I laugh and admit that I did. 'You taught me well.'

'And?'

'Nothing. She's nowhere to be found.'

'You put her name in quotes?'

'Yup,' I say. 'Nothing came up.'

'Good,' Jess says, flashing me one of her devilish smiles. 'Just proves what we already knew.'

'What's that?' I say.

'That he doesn't have a prayer of upgrading from you.'

'Say it again,' I say.

So she does, with a little extra flair the second time.

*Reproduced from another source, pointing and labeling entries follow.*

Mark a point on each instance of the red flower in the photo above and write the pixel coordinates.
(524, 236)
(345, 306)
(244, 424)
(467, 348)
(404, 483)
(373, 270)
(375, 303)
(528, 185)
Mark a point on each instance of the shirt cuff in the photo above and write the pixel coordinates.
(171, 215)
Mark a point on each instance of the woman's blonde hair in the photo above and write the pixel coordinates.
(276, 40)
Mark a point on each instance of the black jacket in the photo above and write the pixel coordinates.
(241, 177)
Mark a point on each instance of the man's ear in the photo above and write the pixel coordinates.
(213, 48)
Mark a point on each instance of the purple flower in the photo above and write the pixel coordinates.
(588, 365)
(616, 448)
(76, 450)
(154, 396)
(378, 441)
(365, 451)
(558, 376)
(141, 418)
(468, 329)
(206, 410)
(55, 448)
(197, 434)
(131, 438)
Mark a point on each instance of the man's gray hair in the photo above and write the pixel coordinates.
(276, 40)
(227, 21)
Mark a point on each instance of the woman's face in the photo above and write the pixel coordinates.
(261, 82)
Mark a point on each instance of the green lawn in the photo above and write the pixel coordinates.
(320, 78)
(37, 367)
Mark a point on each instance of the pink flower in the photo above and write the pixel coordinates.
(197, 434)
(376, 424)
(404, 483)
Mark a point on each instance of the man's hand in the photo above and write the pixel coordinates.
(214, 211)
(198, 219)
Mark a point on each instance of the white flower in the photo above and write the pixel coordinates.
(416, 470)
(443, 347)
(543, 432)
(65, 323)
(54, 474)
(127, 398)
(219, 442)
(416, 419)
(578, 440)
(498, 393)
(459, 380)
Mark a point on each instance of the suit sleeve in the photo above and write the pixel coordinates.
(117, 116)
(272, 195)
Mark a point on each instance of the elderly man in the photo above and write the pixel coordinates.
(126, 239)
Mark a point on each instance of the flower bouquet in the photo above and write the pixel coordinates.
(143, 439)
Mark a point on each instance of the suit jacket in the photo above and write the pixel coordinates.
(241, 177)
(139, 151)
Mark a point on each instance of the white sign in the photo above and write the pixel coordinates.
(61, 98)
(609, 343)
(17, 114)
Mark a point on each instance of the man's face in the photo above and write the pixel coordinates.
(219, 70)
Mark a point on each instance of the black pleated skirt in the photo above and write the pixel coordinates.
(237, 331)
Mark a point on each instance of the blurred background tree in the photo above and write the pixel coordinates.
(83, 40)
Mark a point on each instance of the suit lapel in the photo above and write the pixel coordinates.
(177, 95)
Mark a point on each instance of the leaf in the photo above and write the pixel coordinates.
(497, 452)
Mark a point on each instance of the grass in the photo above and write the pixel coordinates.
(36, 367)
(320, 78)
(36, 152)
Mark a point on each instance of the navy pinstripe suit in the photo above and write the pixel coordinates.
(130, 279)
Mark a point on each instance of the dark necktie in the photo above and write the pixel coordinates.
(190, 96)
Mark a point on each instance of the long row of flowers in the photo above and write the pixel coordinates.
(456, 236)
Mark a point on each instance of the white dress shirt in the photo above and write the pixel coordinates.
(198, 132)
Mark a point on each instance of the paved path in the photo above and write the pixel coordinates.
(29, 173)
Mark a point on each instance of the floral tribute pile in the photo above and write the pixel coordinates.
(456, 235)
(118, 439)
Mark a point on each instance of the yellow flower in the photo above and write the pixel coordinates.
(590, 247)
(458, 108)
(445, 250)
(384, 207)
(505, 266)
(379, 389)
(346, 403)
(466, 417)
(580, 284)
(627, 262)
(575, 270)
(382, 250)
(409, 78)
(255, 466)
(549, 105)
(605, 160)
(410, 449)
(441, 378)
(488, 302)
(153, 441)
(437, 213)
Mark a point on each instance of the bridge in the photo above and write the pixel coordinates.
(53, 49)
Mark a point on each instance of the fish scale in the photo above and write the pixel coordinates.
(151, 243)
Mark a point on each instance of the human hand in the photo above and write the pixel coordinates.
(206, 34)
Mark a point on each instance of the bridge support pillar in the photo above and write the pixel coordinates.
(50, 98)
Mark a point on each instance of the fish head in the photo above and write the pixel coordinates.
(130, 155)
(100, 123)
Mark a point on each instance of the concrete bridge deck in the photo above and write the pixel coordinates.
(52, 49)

Later that afternoon, Jess and I meet my sisters at Union Square Cafe for lunch. Jess and I were working all morning while Maura and Daphne shopped. They are loaded up with bags from Barneys (Maura's favorite store) and Bloomingdale's (Daphne's favorite). I'm in the best mood I've been in for a long time, likely because I'm spending time with my three favorite women. I can literally feel my heart healing just being in their company.

The waitress is grinding fresh pepper on Daphne's ravioli when Maura comes right out and asks if I've heard from Ben. I glance at Jess and fleetingly consider saying no. It's not that I don't want to tell my sisters. I'm just not in the mood to relive the whole tale. But I have a very difficult time keeping track of those sorts of deceptions. I know I will forget in several months that I didn't tell them and will make a Tucker reference-and then it will become an issue: why did I tell Jess and not them? So I just go ahead and divulge everything, down to the rainbow sprinkles and the pet store and my Google search and short conversation with Ben later that night. Daphne's brown eyes look pained and downright teary. Daphne cries a lot. It is her natural reaction to any extreme emotion-anger, happiness, worry, fear. Meanwhile, Maura puts on her determined, competitive face. I can tell she wants more information. Sure enough, she starts firing questions. 'How pretty was she?' she asks, even though I just completed a rather detailed physical description for the express purpose of preempting this line of questioning.